Проезжая мимо своего подворья, Фёдор замечал: хата снаружи побелена, но оконные рамы надо бы покрасить, да и плетешок требует поправки, кое-где уже валится.
Вот выскочил из хаты старший Мишка, за ним бежит Коля, заметили отца.
Фёдор остановился, ребята залезли в бричку и просят:
- Папанька, покатай на бричке...
- А мать разрешила?
- Да вон она идёт с Аллочкой, - сказал Миша. Анна подошла и спросила:
- Федя, может зайдёшь домой, пообедаешь?..
- Я не голоден, да и некогда, - ответил он.
- Тогда ребят не бери с собой.
- Мам, мы только до конца улицы прокатимся с папанькой и прибежим домой, ладно?
- Ладно, пеняйте, - грустно сказала мать и с годовалой Аллочкой на руках пошла в свой двор.
Фёдор тронул вожжами, и лошади пошли. Он их намеренно сдерживал, чтобы подольше побыть с детьми и поговорить с ними.
- Миша, мама вас не обижает? - спросил он старшего сына, которому шёл девятый год.
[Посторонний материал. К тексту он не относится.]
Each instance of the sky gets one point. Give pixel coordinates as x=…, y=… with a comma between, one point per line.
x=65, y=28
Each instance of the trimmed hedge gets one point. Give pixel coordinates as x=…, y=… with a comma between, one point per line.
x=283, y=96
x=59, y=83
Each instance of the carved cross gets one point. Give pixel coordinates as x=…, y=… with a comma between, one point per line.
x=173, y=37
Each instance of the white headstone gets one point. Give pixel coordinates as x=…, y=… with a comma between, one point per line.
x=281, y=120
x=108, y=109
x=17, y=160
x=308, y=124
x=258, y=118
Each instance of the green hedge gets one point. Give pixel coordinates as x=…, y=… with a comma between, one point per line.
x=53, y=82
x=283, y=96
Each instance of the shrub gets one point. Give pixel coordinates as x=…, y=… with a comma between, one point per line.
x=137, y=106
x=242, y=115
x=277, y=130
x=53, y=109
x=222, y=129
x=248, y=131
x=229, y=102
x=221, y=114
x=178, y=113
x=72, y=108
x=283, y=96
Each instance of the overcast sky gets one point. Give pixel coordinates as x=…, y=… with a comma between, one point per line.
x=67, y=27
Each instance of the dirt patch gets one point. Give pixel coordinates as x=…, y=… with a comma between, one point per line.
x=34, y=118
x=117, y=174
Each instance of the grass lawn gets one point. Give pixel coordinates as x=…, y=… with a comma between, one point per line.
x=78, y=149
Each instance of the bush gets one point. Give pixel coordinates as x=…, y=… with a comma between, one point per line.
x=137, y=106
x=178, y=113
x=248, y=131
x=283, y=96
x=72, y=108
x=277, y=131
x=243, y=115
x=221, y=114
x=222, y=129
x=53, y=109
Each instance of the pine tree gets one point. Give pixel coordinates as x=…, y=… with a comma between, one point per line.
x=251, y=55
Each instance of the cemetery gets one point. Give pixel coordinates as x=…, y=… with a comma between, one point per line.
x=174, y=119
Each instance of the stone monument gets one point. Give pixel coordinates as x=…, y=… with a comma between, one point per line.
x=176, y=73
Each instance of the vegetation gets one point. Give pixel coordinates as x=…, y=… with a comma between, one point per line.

- Нет, нет, мама нас не бьёт, - ответил Коля, а ему были в то время четыре с половиной года.
- А пойдёте ко мне жить? - обратился неожиданно Фёдор к ребятам, которые сразу замолчали.
- Чего молчишь, Миша, ты старший, пойдёшь ко мне?
- Надо спросить маму, — серьёзно ответил он отцу.
- Я хочу домой, до мамы, - жалобно сказал Колька готовый зареветь.
Фёдор остановил лошадей и грубо сказал:
- Слазьте с брички и бегом домой!
А сам огрел лошадей кнутом и поехал быстро в поле.
Ребята пришли домой и всё рассказали матери.
Анна серьёзно их предупредила:
- Отец очень строгий, больше с ним не катайтесь, он, где ни-будь со зла перевернёт бричку и вас поубивает.
Через несколько дней после этого разговора, Анна вечером когда Фёдор приезжает с работы, пошла на колхозный двор и, встретившись с ним, стала говорить:
- Федя, вернулся бы ты домой. Как сама я буду воспитывать ребят. Они меня плохо понимают. Вот сегодня Миши убежал с ясель на речку купаться. Оказывается, это происходит почти каждый день.
- А ты с ним говорила, что нельзя без разрешения убегать с ясель?
- Говорила, говорила. Он молчит, и всё тут.
- Давай я его заберу к себе, если с ним не справляешься.
- А домой ты не вернёшься? Я тебе всё прощу.
- Я же тебе говорил, если уйду, то возврата не будет. Что было, то прошло.
Наступило тягостное молчание. Затем, как советовала Варя Родина, соседка, Анна решительно заявила мужу:
- Тогда забирай обоих ребят и занимайся сам с ними. Мише в этом году будет девять, его надо готовить в школу, а он сказал, что в школу не пойдёт - не хочет.
- Тогда прямо сейчас, зайдём домой, и я их заберу, если они пойдут со мной, - после небольшой паузы ответил Фёдор.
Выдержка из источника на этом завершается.